Gulf Coast King Cake
In the southern United States, the tradition was brought to the area by colonists from France and Spain and is associated with Carnival (also known as Mardi Gras). Celebrated across the Gulf Coast region from the Florida Panhandle to East Texas, it originated in French Louisiana and King cake parties in New Orleans are documented back to the eighteenth century.

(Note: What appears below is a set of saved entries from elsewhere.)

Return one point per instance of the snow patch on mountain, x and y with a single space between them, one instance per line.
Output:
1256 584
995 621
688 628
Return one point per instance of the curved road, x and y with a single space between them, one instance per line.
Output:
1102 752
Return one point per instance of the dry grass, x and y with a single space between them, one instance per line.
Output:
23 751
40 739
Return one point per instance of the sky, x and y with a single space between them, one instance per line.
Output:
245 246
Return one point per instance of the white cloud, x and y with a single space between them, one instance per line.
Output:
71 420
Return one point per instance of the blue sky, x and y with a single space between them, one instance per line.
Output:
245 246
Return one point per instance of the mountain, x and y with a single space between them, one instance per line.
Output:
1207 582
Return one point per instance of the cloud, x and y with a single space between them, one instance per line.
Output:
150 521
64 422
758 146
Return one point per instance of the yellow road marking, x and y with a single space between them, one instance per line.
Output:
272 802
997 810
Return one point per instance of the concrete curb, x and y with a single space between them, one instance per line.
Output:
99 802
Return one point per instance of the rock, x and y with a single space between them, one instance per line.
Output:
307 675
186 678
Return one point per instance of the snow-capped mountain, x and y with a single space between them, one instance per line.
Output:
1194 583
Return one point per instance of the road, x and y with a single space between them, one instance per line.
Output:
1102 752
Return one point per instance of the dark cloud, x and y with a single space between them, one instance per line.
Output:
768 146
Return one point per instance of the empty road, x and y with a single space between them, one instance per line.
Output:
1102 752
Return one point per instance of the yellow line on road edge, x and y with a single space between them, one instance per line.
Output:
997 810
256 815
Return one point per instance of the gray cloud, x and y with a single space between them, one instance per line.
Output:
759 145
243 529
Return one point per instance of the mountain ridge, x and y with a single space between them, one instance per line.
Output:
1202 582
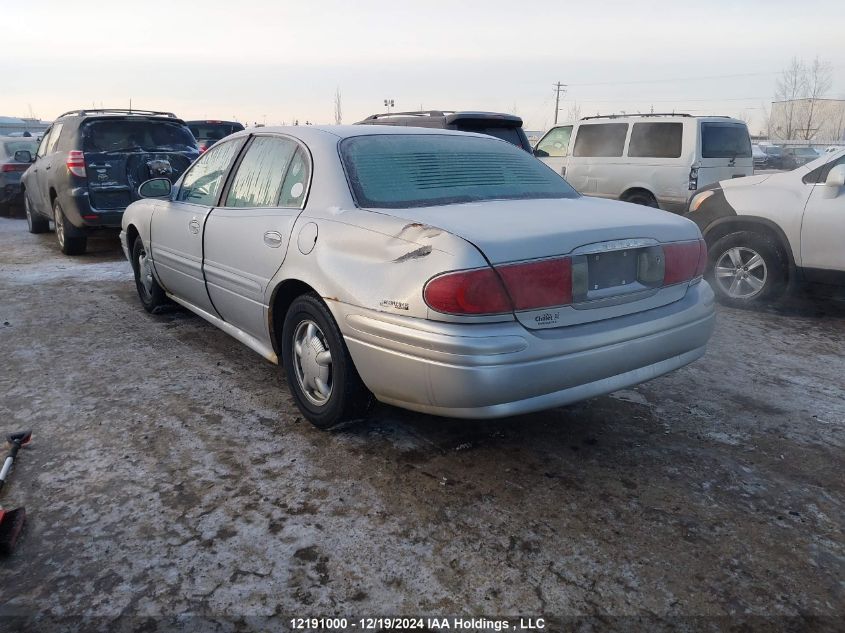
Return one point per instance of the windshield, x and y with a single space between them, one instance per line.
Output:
725 140
418 170
128 135
213 131
11 147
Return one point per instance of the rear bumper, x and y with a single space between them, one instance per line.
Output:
502 369
78 210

The king cake of the New Orleans tradition comes in a number of styles. The most simple, said to be the most traditional, is a ring of twisted bread similar to that used in brioche topped with icing or sugar, usually colored purple, green, and gold (the traditional Mardi Gras colors) with food coloring. There are many variants, some in more recent years featuring a filling - the most common being cream cheese, praline, cinnamon, or strawberry. A so-called "Zulu King Cake" has chocolate icing with a coconut filing, because the Krewe of Zulu parade's most celebrated throw is a coconut. Also, some bakers have now taken the liberty to offer king cakes for other holidays that immediately surround Mardi Gras season, such as green and red-icing king cakes for Christmas, red and pink-icing cakes for Valentine's Day, and green and white-icing cakes for St. Patrick's Day. Others have gone a step further and produce specialty king cakes from the beginning of football season for Louisiana State University and New Orleans Saints tailgate parties, then for Halloween, then Thanksgiving - and do not cease until after Mardi Gras season with an Easter holiday king cake. Several markets sell the cakes during the season including Dorignac's. It has become customary in the Southern culture that whoever finds the trinket must provide the next king cake or host the next Mardi Gras party.